Encouragé par des ONG internationales de renom, Bongo Odimba approuva en 2003 la création de ces parcs; certains d’entre eux furent choisis comme sites prioritaires dans le cadre du Partenariat pour les Forêts du Bassin du Congo, une initiative internationale dont le but est d’enrayer la perte de biodiversité et des fonctions des écosystèmes du Bassin du Congo, pour le bien des habitants de l’Afrique centrale et de la communauté mondiale.
Ces éléments, joints à l’importance accordée à l’écotourisme et aux splendeurs culturelles et naturelles de la région, porteraient à croire que l’Afrique centrale s’efforce de conserver sa biodiversité et d’augmenter les profits économiques générés par ses parcs.
Or, la réalité montre que cette perspective était trop optimiste et que la fluidité des engagements politiques a été sous-estimée. À l’heure actuelle, la réalité a fini par rattraper les défenseurs enthousiastes de l’établissement de nouveaux parcs nationaux en Afrique centrale.
Des informations venues du Gabon signalent que la Société Équatoriale d’Exploitation Forestière (SEEF) est en train d’abattre de vastes secteurs du Parc national Ivindo, tandis qu’une société sud-africaine (Southernera) et une autre chinoise ont été autorisées à chercher du pétrole dans le Parc national Loango et dans le Parc national du Mont de Cristal (Ona, Environnement-Gabon, septembre 2004).
Bien entendu, les ONG ont estimé que la situation demandait une campagne d’alerte contre la destruction des parcs nationaux (Ona, Environnement-Gabon). Pourtant, si cette réponse des ONG peut être une réaction raisonnable dans l’immédiat, elle n’est pas suffisante. En effet, elle sous-estime les stimulations qui existent dans le pays pour attirer des acteurs (gouvernements étrangers, institutions financières, entreprises et ONG) qui ont la capacité de mobiliser des ressources financières pour répondre aux intérêts du gouvernement et à ceux du secteur économique privé.

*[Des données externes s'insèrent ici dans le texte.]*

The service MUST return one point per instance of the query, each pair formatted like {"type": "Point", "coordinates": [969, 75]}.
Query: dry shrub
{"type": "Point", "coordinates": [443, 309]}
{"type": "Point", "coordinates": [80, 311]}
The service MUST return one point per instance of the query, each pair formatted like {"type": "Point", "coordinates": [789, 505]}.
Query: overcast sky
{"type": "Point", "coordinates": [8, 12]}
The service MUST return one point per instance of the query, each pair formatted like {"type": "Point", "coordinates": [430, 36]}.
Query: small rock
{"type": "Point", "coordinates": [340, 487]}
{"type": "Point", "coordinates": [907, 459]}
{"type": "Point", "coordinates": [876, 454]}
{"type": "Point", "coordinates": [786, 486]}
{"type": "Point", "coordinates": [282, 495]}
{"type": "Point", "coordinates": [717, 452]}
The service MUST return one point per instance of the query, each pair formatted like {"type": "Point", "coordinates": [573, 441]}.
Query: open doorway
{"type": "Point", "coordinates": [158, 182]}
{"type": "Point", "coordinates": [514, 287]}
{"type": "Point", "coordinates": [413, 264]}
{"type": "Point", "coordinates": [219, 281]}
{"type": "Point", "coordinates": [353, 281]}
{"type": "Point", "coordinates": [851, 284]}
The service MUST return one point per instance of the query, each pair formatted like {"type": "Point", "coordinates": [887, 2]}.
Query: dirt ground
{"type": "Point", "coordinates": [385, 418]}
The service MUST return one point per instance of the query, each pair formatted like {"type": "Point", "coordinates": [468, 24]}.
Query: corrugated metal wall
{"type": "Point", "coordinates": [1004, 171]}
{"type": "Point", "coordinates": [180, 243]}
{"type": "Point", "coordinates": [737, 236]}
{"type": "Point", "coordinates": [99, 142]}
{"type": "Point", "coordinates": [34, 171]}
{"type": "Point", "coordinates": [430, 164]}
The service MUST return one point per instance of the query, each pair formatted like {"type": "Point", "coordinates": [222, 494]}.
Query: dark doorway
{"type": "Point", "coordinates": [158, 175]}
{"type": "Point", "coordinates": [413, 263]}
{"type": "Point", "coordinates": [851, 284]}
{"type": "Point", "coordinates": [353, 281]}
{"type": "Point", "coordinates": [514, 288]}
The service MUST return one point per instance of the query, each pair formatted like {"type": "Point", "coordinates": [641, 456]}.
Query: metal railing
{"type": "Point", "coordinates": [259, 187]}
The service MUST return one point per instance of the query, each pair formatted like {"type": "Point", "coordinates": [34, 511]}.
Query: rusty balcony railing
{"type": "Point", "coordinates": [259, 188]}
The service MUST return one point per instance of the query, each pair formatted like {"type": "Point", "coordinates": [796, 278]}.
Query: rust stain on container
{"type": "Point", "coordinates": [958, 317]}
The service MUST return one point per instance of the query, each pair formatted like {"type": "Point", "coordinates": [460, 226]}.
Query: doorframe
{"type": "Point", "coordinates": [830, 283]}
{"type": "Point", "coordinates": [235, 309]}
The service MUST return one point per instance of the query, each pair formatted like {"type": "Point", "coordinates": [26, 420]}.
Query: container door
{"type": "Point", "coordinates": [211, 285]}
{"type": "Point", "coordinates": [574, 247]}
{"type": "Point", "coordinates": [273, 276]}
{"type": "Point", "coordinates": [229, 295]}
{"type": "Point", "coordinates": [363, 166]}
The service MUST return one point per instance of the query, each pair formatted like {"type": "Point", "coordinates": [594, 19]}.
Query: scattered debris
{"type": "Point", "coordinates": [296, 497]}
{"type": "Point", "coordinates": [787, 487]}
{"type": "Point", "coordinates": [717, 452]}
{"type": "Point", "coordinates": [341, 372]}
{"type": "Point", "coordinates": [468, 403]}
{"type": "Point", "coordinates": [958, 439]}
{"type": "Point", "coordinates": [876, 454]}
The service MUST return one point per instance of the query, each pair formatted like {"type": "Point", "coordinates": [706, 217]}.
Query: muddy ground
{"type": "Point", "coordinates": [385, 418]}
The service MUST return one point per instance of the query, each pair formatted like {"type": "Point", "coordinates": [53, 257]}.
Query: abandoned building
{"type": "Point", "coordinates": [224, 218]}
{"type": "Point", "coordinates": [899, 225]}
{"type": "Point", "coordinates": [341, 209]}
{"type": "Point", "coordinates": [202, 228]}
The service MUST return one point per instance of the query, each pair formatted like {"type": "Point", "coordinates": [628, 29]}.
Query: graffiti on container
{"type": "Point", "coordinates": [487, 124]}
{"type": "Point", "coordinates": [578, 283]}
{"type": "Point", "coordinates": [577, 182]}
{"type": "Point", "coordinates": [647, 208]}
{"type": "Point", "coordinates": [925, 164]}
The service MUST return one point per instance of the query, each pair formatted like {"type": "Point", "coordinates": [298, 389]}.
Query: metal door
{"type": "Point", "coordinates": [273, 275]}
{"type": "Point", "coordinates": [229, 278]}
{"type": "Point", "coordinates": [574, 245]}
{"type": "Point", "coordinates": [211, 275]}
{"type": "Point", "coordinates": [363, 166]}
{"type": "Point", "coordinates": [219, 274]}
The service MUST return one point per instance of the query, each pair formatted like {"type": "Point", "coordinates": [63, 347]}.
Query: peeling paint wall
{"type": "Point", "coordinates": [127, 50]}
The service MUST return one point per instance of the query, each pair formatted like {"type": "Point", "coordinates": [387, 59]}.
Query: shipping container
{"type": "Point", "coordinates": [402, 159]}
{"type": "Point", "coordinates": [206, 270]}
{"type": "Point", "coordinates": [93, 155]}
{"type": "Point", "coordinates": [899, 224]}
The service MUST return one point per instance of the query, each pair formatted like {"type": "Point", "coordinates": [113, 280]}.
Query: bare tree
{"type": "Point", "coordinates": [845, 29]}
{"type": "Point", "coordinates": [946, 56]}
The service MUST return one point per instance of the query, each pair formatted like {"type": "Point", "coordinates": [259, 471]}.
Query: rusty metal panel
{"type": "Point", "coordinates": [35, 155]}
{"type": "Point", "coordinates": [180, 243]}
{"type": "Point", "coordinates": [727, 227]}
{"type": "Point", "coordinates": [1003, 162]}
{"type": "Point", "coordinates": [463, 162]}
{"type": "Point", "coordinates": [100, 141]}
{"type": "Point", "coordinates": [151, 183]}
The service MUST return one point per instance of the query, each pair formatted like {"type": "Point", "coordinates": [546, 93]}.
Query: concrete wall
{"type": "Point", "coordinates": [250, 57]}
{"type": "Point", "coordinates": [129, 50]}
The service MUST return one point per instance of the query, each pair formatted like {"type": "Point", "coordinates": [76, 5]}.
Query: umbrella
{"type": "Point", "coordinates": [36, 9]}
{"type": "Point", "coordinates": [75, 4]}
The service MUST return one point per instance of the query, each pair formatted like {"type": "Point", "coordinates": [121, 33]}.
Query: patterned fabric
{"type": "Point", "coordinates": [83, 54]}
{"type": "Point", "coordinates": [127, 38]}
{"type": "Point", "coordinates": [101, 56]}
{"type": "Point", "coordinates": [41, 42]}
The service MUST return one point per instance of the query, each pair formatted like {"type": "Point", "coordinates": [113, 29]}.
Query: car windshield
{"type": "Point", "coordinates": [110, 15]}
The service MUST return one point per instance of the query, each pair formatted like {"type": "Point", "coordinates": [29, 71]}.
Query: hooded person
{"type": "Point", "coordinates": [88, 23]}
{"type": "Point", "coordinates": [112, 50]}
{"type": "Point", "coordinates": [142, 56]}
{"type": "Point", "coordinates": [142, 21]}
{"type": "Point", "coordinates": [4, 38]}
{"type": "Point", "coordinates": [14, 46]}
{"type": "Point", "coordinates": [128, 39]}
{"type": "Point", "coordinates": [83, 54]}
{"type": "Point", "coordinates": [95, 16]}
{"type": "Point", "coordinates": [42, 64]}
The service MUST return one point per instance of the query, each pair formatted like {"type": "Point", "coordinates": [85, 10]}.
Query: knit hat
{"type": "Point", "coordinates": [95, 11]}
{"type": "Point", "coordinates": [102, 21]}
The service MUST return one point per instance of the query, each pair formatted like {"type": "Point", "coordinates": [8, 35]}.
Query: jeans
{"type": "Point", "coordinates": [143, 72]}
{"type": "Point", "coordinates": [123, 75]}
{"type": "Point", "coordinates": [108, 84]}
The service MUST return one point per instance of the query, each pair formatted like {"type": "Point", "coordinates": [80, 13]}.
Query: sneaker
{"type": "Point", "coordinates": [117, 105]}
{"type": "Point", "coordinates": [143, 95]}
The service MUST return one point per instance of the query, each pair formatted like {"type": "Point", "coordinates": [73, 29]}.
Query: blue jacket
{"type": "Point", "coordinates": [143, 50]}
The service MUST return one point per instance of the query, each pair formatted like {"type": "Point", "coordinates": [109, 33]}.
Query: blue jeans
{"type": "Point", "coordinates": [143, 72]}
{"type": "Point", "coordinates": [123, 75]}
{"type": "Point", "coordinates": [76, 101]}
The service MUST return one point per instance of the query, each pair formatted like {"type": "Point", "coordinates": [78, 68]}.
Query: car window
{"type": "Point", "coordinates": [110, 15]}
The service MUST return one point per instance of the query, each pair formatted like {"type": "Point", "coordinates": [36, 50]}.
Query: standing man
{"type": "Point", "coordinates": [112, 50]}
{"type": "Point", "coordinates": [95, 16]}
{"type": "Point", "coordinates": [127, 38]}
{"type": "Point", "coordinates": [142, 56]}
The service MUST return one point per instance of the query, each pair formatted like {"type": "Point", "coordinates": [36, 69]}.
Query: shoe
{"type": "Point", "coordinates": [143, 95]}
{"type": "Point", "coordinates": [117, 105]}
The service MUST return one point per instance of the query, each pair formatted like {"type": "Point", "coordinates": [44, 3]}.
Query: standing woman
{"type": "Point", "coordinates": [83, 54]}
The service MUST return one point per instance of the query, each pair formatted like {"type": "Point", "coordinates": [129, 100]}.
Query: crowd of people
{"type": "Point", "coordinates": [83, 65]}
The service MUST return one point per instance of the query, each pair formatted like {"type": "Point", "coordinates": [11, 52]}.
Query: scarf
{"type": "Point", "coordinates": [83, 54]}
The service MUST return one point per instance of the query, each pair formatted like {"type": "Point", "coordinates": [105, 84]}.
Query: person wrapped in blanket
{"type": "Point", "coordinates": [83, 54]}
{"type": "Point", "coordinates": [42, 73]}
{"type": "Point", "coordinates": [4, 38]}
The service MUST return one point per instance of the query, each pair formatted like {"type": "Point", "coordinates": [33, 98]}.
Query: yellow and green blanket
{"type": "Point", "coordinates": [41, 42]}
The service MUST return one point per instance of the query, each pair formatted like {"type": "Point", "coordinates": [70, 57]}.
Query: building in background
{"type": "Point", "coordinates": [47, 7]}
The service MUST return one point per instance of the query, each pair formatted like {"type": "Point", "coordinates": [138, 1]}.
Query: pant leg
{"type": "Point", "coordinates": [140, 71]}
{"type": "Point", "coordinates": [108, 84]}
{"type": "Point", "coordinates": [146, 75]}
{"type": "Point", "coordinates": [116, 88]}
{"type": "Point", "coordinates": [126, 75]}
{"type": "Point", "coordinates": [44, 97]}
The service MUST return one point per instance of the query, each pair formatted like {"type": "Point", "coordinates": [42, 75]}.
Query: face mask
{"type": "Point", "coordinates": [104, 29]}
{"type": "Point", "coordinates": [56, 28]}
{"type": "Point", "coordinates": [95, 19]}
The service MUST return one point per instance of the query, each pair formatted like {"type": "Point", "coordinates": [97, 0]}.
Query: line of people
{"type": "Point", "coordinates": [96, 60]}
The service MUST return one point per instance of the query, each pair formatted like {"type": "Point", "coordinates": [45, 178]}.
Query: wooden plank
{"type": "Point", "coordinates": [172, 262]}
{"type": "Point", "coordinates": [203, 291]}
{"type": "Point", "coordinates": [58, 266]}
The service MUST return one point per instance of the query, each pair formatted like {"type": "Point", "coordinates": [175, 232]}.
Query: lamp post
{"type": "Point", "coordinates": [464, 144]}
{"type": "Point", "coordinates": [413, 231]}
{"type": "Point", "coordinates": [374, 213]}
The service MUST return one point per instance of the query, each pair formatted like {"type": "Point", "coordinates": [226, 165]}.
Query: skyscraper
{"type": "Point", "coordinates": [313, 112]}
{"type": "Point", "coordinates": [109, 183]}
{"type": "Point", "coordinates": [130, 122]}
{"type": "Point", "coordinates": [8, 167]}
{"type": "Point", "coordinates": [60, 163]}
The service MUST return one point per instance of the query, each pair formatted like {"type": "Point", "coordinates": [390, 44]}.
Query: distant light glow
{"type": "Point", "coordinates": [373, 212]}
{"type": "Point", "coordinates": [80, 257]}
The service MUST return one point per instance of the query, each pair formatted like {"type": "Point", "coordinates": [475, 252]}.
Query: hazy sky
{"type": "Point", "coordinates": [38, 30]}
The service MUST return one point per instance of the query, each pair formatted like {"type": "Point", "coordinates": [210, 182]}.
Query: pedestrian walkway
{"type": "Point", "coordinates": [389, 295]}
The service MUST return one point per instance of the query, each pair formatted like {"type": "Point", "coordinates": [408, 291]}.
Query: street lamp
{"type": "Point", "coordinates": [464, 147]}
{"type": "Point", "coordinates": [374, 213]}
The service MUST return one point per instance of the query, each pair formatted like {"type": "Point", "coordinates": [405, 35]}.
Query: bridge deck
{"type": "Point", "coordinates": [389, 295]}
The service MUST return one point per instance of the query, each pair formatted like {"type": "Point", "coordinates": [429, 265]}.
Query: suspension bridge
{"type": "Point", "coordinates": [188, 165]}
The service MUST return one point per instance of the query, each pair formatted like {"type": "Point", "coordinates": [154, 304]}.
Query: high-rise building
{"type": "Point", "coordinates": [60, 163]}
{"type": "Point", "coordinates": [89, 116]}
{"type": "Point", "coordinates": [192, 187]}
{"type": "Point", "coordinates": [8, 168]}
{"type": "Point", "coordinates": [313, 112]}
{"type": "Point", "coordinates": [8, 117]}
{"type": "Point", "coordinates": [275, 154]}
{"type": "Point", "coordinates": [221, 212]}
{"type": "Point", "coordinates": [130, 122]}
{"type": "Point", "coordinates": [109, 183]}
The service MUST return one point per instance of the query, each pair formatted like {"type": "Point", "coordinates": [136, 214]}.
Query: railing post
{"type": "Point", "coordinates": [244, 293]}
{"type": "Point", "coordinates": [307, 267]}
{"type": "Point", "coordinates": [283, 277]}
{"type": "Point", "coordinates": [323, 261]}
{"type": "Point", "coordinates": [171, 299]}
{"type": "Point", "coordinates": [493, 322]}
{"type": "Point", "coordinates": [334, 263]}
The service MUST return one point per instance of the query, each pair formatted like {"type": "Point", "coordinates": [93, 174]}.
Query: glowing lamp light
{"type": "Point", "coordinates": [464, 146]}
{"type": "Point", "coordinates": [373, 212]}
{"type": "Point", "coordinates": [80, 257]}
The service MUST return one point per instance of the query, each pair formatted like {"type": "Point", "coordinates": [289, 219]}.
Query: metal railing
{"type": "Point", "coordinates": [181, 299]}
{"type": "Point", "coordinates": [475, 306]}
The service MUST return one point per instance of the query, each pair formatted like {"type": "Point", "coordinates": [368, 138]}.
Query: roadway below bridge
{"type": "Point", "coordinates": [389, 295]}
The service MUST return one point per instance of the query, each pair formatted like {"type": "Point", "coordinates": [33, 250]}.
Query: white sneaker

Il en découle que les parcs nationaux, concurrencés par les intérêts économiques, auraient besoin de revendications plus fortes que “des parcs pour les gens de l’Afrique centrale et pour la communauté mondiale”. D’autre part, en Afrique centrale, comme dans toute l’Afrique, la création d’un parc requiert une perspective bien plus large que celle de la “biologie de conservation”. Autrement, ces parcs seront insidieusement mais effectivement destinés à l’extraction de ressources.
Ce qui précède soulève des problèmes anciens mais toujours aussi graves au sujet de la conservation de la biodiversité en Afrique centrale, d’autant plus que, pour la création des parcs nationaux, Bongo Odimba a reçu l’assistance des organisations conservationnistes internationales les plus grandes du monde. Il faut donc se demander si ces organisations ont effectué une évaluation en profondeur des zones et des contraintes, avant d’encourager Bongo Odimba à établir les parcs nationaux.
Dans des régions où l’on extrait du bois et l’on cherche du pétrole – ce qui pourrait aboutir à l’exploitation de pétrole – en quoi devrait consister exactement la conservation ? Du point de vue des besoins de la société (par exemple, le travail et la croissance économique), que devraient apporter les parcs nationaux aux habitants du Gabon ? À qui ces parcs doivent-il profiter ?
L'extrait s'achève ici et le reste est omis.